Bourse postdoctorales : Deux lauréats pour cette édition 2019 !

Chaque année, un jury scientifique attribue une bourse postdoctorale à un ou deux chercheurs ayant déjà achevé un doctorat en sciences de la vie (PhD), pour leur permettre de poursuivre leurs recherches dans le cadre d’un projet postdoctoral lié à la trisomie 21 et aux pathologies dites « croisées ». Chaque bourse postdoctorale est d’un montant de 130 000 € pour une durée de deux ans. En 2019, deux chercheurs ont été récompensés. L’une des deux bourses est financée en partenariat avec la Fondation Sisley d’Ornano.

1ère lauréate : Dr Marta Fructuoso Castellar, PhD de l’Université de Barcelone

Le Dr Marta Fructuoso Castellar a déjà à son actif un remarquable palmarès de conférences et de publications internationales. Après avoir démarré sa carrière à Barcelone, Paris, Bordeaux et Strasbourg, c’est dans le département du Pr Marie-Claude Potier (Institut du Cerveau et de la Moelle épinière), à Paris, qu’elle a entrepris ses recherches.

Les recherches pour lesquelles elle a obtenu cette bourse postdoctorale portent sur un lieu très précis du cerveau : le locus coeruleus. Dans cette zone, le Dr Marta Fructuoso Castellar explorera pendant deux ans les voies moléculaires et les interactions cellulaires impliquées dans la dégénérescence, en lien avec les anomalies de la cognition dans la trisomie 21. Dans la maladie d’Alzheimer et la maladie de Parkinson, la perte cellulaire au niveau du locus coeruleus survient précocement. Cette zone est en interaction avec le cortex et l’hippocampe, deux zones du cerveau particulièrement importantes dans les processus de la mémoire, de l’attention et de l’éveil.

Le travail du Dr Marta Fructuoso Castellar nécessitera de faire des analyses sur des échantillons humains cérébraux post-mortem ainsi que sur des modèles murins adaptés, dans le respect des règles éthiques françaises et européennes. Différentes approches très techniques, dont l’utilisation de laser, de marqueurs spécifiques ou de techniques d’expression de gènes, permettront de comprendre le fonctionnement des cellules neuronales du locus coeruleus.

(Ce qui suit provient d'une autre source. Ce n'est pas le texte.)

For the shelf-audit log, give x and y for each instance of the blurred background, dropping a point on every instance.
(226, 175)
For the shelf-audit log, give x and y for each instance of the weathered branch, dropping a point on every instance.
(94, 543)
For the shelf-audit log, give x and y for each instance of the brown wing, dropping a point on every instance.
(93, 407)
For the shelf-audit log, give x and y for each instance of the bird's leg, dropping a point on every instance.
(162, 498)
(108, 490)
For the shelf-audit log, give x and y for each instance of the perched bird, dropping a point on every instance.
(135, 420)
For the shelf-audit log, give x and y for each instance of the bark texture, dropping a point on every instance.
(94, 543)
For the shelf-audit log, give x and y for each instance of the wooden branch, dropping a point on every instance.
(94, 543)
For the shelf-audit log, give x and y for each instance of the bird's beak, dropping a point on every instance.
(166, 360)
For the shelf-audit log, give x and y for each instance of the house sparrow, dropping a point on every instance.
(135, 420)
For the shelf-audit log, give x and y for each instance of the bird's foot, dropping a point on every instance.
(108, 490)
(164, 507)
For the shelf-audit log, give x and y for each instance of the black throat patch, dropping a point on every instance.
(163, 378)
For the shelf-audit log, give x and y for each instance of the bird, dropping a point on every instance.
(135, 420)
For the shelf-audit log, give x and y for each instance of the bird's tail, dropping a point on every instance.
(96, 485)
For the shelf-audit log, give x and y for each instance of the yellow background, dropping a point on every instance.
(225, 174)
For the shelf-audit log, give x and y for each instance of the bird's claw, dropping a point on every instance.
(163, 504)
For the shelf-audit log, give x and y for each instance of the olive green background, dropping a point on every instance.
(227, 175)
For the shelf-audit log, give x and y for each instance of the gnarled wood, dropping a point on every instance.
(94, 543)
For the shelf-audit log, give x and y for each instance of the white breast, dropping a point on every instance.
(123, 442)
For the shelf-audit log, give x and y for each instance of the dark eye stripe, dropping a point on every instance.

La compréhension des mécanismes moléculaires dans cette zone et du lien avec les phénomènes de neuro-dégénérescence sont nécessaires pour la mise au point de cibles thérapeutiques visant à contrer ce processus de neuro-dégénérescence et/ou permettre de revitaliser des fonctions altérées à cause de la destruction cellulaire du locus coerulus.

Ce travail sur les modèles animaux « trisomie 21 » apportera un bénéfice majeur dans les pathologies telles que la trisomie 21, la maladie d’Alzheimer et la maladie de Parkinson.

2nde lauréate : Dr Elsa Pittaras, PhD de l’Institut des Neurosciences de Paris-Saclay

La seconde bourse postdoctorale récompense le projet d’une jeune Française : le Dr Elsa Pittaras, en poste à l’Université de Stanford (USA). Cette dernière a effectué son doctorat en France dans l’équipe du Pr Sylvie Granon (neuropsychologie de la prise de décision à l’Institut des Neurosciences de Paris-Saclay) sur le rôle des biomarqueurs dans le sommeil et le comportement.

Le Dr Elsa Pittaras travaille au sein d’une équipe renommée et s’est spécialisée dans l’étude du sommeil, du rythme circadien et de l’apprentissage.

Son travail porte sur l’exploration d’une nouvelle cible thérapeutique dans la maladie d’Alzheimer et la trisomie 21, l’USP16. La présence de trois copies de ce gène sur le chromosome 21 entraîne une diminution du renouvellement cellulaire et une augmentation de la différenciation des cellules. Ses recherches s’intéressent à la morphologie du cerveau spécifique à ce gène dans la trisomie 21 et la maladie d’Alzheimer, ainsi que sur son fonctionnement. Ce gène est en lien avec l’apparition de plaques amyloïdes dans le cerveau, l’un des signes de la maladie d’Alzheimer.